How to Tell if Your Housing Market Has Hit Bottom.

This was the title of a major Wall Street Journal article this week.

The sub-title was “Three essential clues may signal if better times are ahead”.

I was curious – what were the clues? From a twist on the old “location, location, location”, the WSJ asked: What are the three most important things to consider when buying a house? Answer: Jobs. Jobs. Jobs.

I’ve never paid much attention to employment numbers for Ventura County, but I dug into it this week and was surprised to see that unemployment in Ventura County (9.5%) is substantially lower than California (11.4%) as a whole – and the trend line shows down for unemployment. That is a leading indicator of Ventura’s relative jobs growth.

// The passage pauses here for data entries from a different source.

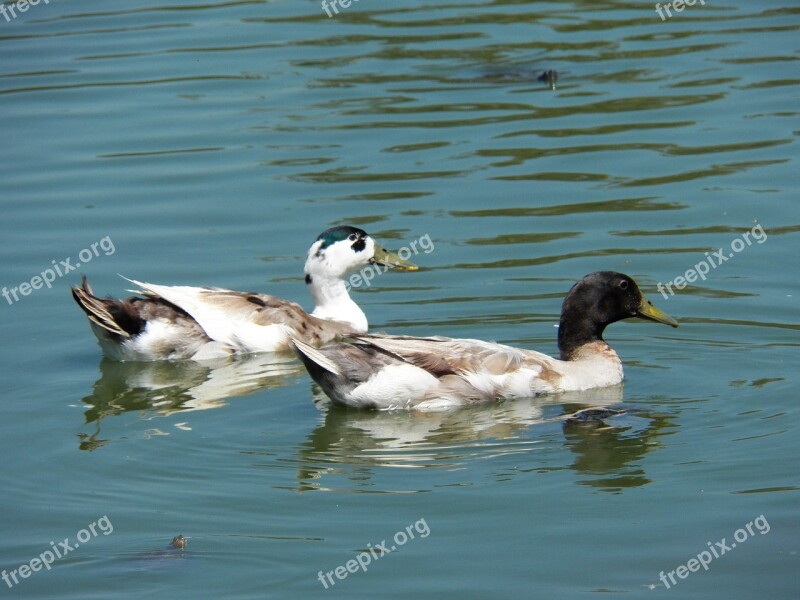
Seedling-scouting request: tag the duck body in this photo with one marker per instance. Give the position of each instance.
(180, 322)
(428, 373)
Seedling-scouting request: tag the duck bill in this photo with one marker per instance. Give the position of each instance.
(646, 310)
(385, 258)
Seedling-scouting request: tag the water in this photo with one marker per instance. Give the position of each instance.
(211, 143)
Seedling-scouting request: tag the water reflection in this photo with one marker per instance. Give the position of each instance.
(163, 388)
(350, 449)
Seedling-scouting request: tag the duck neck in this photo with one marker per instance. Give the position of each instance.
(575, 330)
(332, 300)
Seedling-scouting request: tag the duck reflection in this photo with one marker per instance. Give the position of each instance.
(163, 388)
(608, 441)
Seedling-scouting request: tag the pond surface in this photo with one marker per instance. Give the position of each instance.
(208, 144)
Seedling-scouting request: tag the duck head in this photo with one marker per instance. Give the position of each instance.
(596, 301)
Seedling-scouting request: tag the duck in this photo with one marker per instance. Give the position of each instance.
(390, 372)
(205, 323)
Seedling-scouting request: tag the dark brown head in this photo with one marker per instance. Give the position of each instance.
(179, 542)
(596, 301)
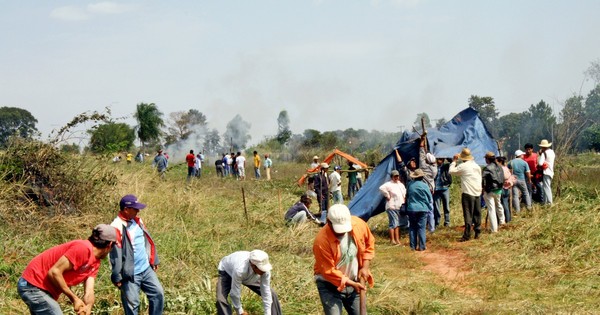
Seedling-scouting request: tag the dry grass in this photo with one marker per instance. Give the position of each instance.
(544, 262)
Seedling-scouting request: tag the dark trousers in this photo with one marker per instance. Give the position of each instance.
(472, 214)
(224, 287)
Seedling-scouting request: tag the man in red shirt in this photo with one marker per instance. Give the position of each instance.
(531, 158)
(55, 270)
(191, 160)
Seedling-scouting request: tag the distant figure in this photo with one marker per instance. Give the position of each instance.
(335, 185)
(256, 165)
(546, 163)
(135, 261)
(394, 193)
(267, 165)
(463, 165)
(251, 269)
(315, 162)
(161, 163)
(240, 162)
(493, 180)
(441, 195)
(322, 190)
(520, 169)
(219, 166)
(56, 270)
(300, 212)
(419, 202)
(191, 161)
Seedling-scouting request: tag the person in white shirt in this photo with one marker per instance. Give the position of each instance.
(464, 166)
(546, 158)
(394, 193)
(253, 270)
(335, 185)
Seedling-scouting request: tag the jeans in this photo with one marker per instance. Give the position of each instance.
(416, 230)
(472, 214)
(495, 210)
(506, 205)
(521, 186)
(148, 282)
(333, 300)
(441, 199)
(547, 187)
(224, 287)
(38, 300)
(337, 197)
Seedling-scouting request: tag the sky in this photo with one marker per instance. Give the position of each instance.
(331, 64)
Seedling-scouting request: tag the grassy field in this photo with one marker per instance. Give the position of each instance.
(544, 262)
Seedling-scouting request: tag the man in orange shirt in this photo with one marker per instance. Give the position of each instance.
(343, 252)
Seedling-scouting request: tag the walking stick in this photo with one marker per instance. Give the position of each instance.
(363, 298)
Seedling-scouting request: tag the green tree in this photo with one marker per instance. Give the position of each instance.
(283, 128)
(486, 108)
(111, 137)
(150, 121)
(237, 132)
(16, 122)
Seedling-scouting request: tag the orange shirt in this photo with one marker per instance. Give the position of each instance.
(326, 249)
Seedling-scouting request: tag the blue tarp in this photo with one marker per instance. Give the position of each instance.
(466, 129)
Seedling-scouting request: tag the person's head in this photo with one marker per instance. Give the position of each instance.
(306, 200)
(544, 145)
(339, 219)
(412, 163)
(103, 237)
(259, 261)
(528, 148)
(490, 157)
(130, 206)
(395, 175)
(417, 174)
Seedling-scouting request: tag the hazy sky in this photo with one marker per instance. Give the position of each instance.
(330, 64)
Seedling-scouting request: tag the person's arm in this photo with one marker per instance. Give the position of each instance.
(56, 277)
(88, 295)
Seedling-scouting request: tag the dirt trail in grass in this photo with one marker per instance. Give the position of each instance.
(451, 266)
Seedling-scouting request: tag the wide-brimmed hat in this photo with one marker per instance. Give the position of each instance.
(465, 154)
(418, 173)
(261, 260)
(545, 144)
(340, 217)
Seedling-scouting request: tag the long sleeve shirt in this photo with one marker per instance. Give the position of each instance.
(470, 177)
(237, 266)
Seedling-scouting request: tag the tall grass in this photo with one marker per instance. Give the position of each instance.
(545, 261)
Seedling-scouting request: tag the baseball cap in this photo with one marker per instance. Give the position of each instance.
(130, 201)
(105, 232)
(341, 220)
(261, 260)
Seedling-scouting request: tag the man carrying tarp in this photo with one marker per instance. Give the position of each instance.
(463, 165)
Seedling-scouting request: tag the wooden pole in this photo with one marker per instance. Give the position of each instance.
(363, 298)
(244, 200)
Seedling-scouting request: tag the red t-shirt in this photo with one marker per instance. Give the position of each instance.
(191, 159)
(79, 253)
(531, 161)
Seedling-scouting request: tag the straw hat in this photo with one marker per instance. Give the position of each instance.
(465, 155)
(545, 144)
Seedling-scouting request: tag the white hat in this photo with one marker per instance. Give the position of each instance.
(341, 220)
(519, 153)
(261, 260)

The second clue: Rents. Specifically, the rent-to-buy multiplier of 15 times annual rent to average purchase price of a comparable home. If prices are more than 15 times annual rent, then the market favors renters; under 15 times, buyers.

So if rents are $2,000 a month for a typical 3+2 home ($24,000/year), that equals $360,000. Could you buy that home at that number? Maybe, maybe not – it may be closer to the high 3’s or low 4’s. But it’s close. And that’s considering that living on the coast in southern California has never been “cheap”.

The final clue: Foreclosures. Obviously, our market is saturated with distressed (short sales and bank owned) real estate, but the trend line is slowly coming down for foreclosures in our county.